Fathoming more than he lets on, Jason located the dried mud flat next to a portion of the said red rock in the mountainside. A couple of miles from Golden Canyon in Badwater Basin, and a ten-minute walk out pinpointing the aesthetically pleasing mud, there it was. A soothing space, where the cracked valley floor was patterned in thick-cut crazy paving, fragments of which crushed in between my fingers to fine talcum powder, leaving the soles of my feet caked in a creamy white softness.
Wellbeing replenished and renewed having spent the late afternoon making uninterrupted contact with the ground, warm against bare skin. Assuming back-rinsing and neck-relieving yoga poses, trying to stay mindful in relaxed meditation. A gilded four-hours. During the night, a tongue of balmy air licked out from the valley floor. Where I sank like bedrock into a deep slumber, Jason snuck off at 2 am where a waxing moon illumined the sky to shoot the mud against the Milky Way. Rarely a question I need to answer.
With both vitamins G (from the ground) and D from a little intense sun exposure, courtesy of the desert of extremes, my cool sense of wellbeing began to melt in an erupting 110F heat. A searing hot, windless noon hour ensued like a slot between two warring weather systems. I breathed through my mouth, squinting through the haze in the shimmering heat. Splendidly, a mere $4 spent at the Stovepipe Wells Resort Hotel will buy you all the liquid invigoration you can manage in a day. Forty calming lengths and a lukewarm shower later, I’m happy as a clam.
Departing Death Valley, we felt and heard and then saw three fighter jets above us, flying outrageously low to say hello. The commotion derailed any coherent train of thought. Shrieking in pure joy, I laughed unbridled and with total abandon. A feel-good feeling flooded my system; it was enough to dine out on for the next hour. A resident coyote on the roadside lifted his snout in a final farewell if not in the hopes of snaffling food. Undeniably, Death Valley had fed us royal. I felt that nameless pleasure that comes only with a stint in the desert.
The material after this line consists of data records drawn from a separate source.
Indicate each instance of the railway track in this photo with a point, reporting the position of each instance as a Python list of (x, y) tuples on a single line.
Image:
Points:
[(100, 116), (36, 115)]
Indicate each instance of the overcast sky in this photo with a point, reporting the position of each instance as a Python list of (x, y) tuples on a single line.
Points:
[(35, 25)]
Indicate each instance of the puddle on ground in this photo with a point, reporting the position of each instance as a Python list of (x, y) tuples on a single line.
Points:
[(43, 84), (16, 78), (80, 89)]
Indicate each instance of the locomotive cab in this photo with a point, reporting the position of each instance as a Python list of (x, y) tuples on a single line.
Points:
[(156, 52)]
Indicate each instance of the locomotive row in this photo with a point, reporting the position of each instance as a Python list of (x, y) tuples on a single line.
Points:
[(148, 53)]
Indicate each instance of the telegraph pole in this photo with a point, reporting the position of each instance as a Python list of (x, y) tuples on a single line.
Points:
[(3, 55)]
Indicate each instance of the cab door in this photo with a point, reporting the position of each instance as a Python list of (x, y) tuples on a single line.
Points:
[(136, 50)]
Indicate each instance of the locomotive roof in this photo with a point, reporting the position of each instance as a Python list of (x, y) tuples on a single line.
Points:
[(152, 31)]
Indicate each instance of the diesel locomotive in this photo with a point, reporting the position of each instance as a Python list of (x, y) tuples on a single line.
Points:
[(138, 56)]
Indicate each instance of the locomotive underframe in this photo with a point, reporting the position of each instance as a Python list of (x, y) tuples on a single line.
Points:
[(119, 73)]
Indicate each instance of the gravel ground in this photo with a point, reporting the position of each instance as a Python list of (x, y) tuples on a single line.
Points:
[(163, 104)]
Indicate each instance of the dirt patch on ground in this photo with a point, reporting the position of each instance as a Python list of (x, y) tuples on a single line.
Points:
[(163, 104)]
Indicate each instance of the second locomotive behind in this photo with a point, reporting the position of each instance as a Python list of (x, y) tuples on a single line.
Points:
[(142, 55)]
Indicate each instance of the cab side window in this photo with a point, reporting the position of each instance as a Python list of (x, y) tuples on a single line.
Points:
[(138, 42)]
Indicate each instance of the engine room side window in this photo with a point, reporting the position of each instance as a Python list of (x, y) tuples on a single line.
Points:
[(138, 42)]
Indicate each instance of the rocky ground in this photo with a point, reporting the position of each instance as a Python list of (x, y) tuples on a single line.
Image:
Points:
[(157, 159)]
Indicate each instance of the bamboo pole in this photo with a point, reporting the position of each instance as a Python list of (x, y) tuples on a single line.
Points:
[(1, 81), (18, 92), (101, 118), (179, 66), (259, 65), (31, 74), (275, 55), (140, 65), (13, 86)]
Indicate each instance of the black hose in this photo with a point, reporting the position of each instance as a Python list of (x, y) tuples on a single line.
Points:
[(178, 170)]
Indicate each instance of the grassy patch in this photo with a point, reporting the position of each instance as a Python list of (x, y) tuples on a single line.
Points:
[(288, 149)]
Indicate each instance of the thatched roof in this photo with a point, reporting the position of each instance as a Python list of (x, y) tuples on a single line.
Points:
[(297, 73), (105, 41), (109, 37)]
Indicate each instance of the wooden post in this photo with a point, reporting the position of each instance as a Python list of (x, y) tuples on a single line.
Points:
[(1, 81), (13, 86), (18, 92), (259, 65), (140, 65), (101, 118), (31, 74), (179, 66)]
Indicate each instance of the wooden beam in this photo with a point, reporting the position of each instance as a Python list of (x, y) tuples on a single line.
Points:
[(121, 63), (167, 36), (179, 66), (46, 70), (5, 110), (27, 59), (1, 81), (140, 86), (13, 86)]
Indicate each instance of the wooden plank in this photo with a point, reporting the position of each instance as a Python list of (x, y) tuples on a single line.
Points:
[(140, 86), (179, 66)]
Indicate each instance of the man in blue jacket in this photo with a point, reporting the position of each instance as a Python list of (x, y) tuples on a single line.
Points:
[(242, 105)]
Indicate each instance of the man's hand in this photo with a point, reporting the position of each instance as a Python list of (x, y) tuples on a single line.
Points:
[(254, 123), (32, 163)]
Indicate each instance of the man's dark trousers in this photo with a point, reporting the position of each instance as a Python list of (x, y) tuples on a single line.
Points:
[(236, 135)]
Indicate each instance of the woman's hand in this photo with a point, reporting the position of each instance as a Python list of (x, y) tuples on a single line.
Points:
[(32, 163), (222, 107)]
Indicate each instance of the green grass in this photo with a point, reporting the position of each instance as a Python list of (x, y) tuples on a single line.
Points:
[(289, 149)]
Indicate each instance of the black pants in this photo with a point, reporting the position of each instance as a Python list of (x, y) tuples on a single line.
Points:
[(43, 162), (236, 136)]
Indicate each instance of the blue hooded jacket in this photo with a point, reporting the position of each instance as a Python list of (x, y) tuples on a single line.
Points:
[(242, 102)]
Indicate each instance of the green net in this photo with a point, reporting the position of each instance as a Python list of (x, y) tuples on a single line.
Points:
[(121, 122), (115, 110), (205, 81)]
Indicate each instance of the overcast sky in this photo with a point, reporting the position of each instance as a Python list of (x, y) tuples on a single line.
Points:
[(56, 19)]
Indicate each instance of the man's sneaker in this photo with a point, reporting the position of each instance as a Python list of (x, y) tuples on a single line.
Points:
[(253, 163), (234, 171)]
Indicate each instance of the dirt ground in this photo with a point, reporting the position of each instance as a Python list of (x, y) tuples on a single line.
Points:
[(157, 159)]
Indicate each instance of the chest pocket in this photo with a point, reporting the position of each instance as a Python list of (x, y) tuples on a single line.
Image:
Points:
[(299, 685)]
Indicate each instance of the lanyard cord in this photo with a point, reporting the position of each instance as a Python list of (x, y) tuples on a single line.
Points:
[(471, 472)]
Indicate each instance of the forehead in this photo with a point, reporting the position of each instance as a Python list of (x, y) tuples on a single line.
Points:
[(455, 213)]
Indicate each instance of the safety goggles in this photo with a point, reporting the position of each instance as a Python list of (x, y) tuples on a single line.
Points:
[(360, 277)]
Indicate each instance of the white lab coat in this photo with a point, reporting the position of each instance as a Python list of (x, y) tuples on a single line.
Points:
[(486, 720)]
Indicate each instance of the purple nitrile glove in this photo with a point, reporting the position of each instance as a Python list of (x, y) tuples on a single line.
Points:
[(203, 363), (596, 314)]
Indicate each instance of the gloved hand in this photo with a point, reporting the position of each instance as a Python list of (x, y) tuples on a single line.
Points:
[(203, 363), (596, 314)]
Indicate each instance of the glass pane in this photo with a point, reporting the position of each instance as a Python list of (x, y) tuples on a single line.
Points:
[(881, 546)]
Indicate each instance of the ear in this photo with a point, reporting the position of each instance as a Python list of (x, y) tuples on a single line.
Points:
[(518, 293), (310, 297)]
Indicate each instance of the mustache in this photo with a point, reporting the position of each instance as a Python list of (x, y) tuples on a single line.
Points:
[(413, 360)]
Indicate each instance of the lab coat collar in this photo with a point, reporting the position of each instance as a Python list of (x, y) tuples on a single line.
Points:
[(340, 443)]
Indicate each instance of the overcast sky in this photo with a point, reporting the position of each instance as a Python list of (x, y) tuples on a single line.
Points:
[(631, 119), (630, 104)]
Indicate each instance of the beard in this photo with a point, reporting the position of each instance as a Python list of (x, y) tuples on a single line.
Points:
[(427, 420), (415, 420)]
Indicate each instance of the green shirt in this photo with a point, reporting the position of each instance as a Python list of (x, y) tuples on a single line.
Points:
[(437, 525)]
Randomly, after another night in the Alabama Hills, we bumped into the young Scottish/South African couple, Bruce and Kyla, who we’d met last year in British Columbia. And Steve, our new chase truck still in tow. Bruce was unpretentious, likeable and out-and-out funny as you can imagine in possession of more energy than he could use. Kyla, a sweet girl, was eager to embrace the bare-bones approach to motorcycling.
Laudably, having once been given a BMW F800GS, Kyla was once set to be the youngest girl to ride the world. Shame the obligations placed on her were too high but good on her for swapping out to a smaller bike, very minimally, and tazzing around the world anyway. Hugging our fast friends—it’s never goodbye, it’s see you later—we all hugged and clasped hands, pumping the air as if drawing deep water from a well. The fellowship of the road filled me like a cream horn.